The descriptive measure of deviation called range is defined as the difference between the two extreme observations of the distribution. Suppose A and B are the greatest and the smallest observations respectively. In this case, the descriptive measure of deviation (i.e. range) is Range= A-B.
The descriptive measure of deviation called inter quartile range or quartile deviation is also called semi inter quartile range. This descriptive measure is defined mathematically as: Q= (Q3 – Q1)/ 2, where Q3 is the third quartiles and Q1 is the first quartiles. This descriptive measure is definitely a better measure than the previous descriptive measure, as this descriptive measure makes use of 50% of the data. However, this descriptive measure ignores the other 50 % of the data, therefore, this descriptive measure cannot be regarded as a reliable descriptive measure.

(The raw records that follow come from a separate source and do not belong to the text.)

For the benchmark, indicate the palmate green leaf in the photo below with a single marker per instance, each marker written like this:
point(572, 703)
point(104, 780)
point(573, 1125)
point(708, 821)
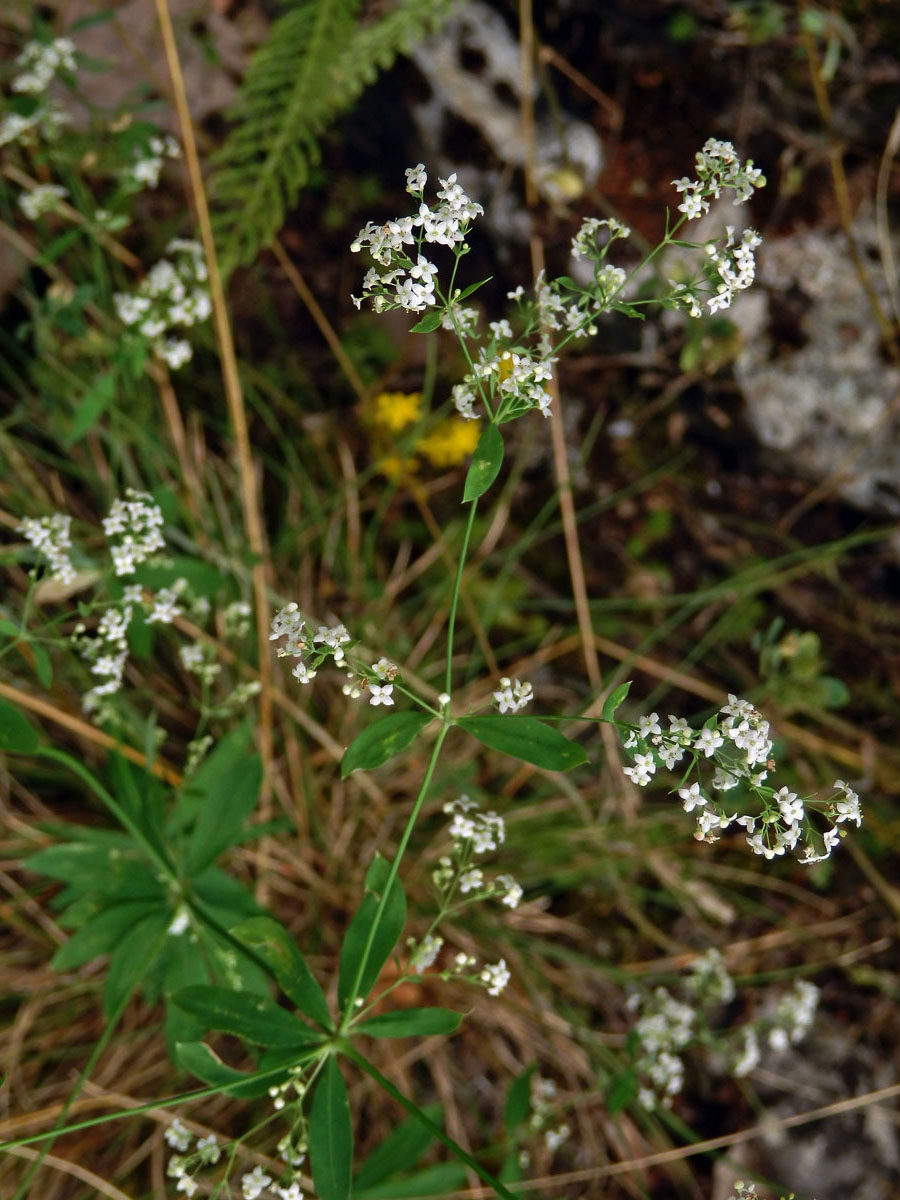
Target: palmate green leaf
point(526, 738)
point(411, 1023)
point(385, 937)
point(17, 735)
point(485, 465)
point(133, 958)
point(313, 66)
point(273, 943)
point(615, 699)
point(330, 1135)
point(382, 739)
point(251, 1017)
point(101, 933)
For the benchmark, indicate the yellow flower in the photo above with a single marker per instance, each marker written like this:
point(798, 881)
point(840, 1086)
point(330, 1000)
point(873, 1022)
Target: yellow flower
point(394, 411)
point(450, 442)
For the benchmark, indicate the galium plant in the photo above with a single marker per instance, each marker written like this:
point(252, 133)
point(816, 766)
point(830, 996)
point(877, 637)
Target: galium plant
point(510, 361)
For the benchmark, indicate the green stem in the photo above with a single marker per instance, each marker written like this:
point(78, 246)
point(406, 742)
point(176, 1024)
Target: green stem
point(455, 598)
point(348, 1013)
point(435, 1129)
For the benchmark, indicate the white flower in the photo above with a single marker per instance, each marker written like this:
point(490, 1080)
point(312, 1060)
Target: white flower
point(708, 742)
point(693, 797)
point(255, 1182)
point(495, 977)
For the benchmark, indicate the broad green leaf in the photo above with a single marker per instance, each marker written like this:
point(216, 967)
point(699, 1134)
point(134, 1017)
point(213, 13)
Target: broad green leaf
point(519, 1101)
point(382, 739)
point(615, 699)
point(330, 1135)
point(273, 943)
point(101, 934)
point(246, 1015)
point(526, 738)
point(220, 822)
point(485, 465)
point(91, 406)
point(133, 958)
point(429, 323)
point(411, 1023)
point(197, 1059)
point(400, 1151)
point(17, 735)
point(385, 936)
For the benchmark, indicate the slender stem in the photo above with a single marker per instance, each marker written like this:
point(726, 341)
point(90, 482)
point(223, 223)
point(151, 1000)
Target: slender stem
point(455, 598)
point(435, 1129)
point(391, 877)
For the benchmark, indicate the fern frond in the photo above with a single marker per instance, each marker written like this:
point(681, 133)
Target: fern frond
point(313, 66)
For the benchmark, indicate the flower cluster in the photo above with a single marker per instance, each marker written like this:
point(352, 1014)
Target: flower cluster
point(511, 695)
point(40, 63)
point(41, 199)
point(185, 1165)
point(667, 1026)
point(329, 642)
point(133, 531)
point(407, 283)
point(737, 741)
point(719, 169)
point(173, 295)
point(147, 165)
point(52, 538)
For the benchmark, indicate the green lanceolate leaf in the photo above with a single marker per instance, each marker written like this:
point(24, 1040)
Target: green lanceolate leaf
point(485, 465)
point(201, 1061)
point(615, 699)
point(330, 1135)
point(411, 1023)
point(385, 937)
point(247, 1015)
point(526, 738)
point(273, 943)
point(382, 741)
point(17, 735)
point(400, 1151)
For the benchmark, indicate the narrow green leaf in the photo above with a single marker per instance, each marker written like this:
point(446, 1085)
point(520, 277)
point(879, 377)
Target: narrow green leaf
point(385, 939)
point(197, 1059)
point(382, 739)
point(17, 735)
point(247, 1015)
point(132, 959)
point(526, 738)
point(101, 934)
point(519, 1101)
point(400, 1151)
point(411, 1023)
point(615, 699)
point(91, 406)
point(429, 323)
point(273, 943)
point(330, 1135)
point(622, 1091)
point(485, 463)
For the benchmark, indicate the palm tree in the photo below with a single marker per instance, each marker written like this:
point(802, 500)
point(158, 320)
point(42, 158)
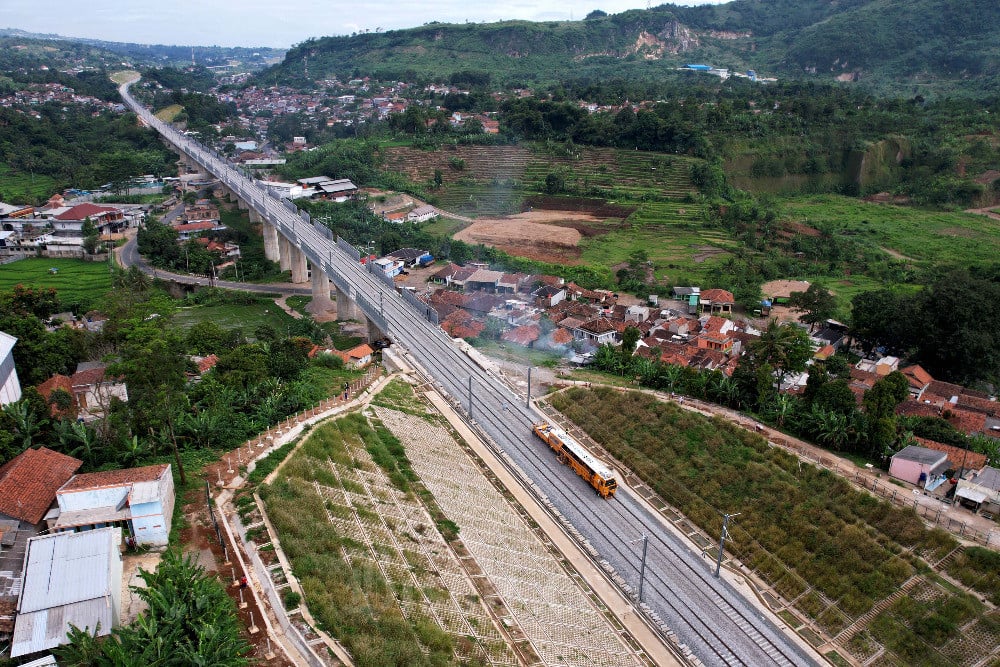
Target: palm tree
point(783, 346)
point(830, 428)
point(27, 424)
point(670, 377)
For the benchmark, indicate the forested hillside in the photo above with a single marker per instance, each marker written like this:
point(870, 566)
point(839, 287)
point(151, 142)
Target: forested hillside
point(930, 45)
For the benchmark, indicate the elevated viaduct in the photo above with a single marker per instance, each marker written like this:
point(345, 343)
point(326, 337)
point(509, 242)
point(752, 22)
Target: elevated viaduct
point(707, 620)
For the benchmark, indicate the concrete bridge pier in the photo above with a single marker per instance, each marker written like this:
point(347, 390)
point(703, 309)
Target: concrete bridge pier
point(270, 232)
point(345, 307)
point(374, 333)
point(284, 253)
point(299, 264)
point(321, 302)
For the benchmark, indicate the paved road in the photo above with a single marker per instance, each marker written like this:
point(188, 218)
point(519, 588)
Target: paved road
point(708, 615)
point(128, 255)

The descriptive measure expresses the spread of observations in terms of the average of deviations of the observations from some central value. Such categories of descriptive measure of deviation include mean deviation and standard deviation.
The mean deviation is a descriptive measure of deviation based on all the observations and is a much better type of descriptive measure then other descriptive measure of deviations. However, since in this type of descriptive measure of deviation the sign of the deviation has been ignored, this descriptive measure becomes useless for further mathematical treatment.
The standard deviation is a descriptive measure of deviation that is generally denoted by the Greek letter (σ). This type of descriptive measure is defined as the positive square root of the arithmetic mean of the squares of the deviation of the given values from their arithmetic mean. In this type of descriptive measure, the deviation is being squared. Thus, this descriptive measure overcomes the drawback of the descriptive measure of the mean deviation.
This is the only descriptive measure of deviation which satisfies almost all the ideal properties of the descriptive measure of deviation laid down by Prof. Yule, except for the general nature of extracting the square root which is generally not readily comprehensible for a non-mathematical person. It should be observed that this type of descriptive measure gives greater weight age to the extreme values and is not as popular in terms of being used by economists or businessmen.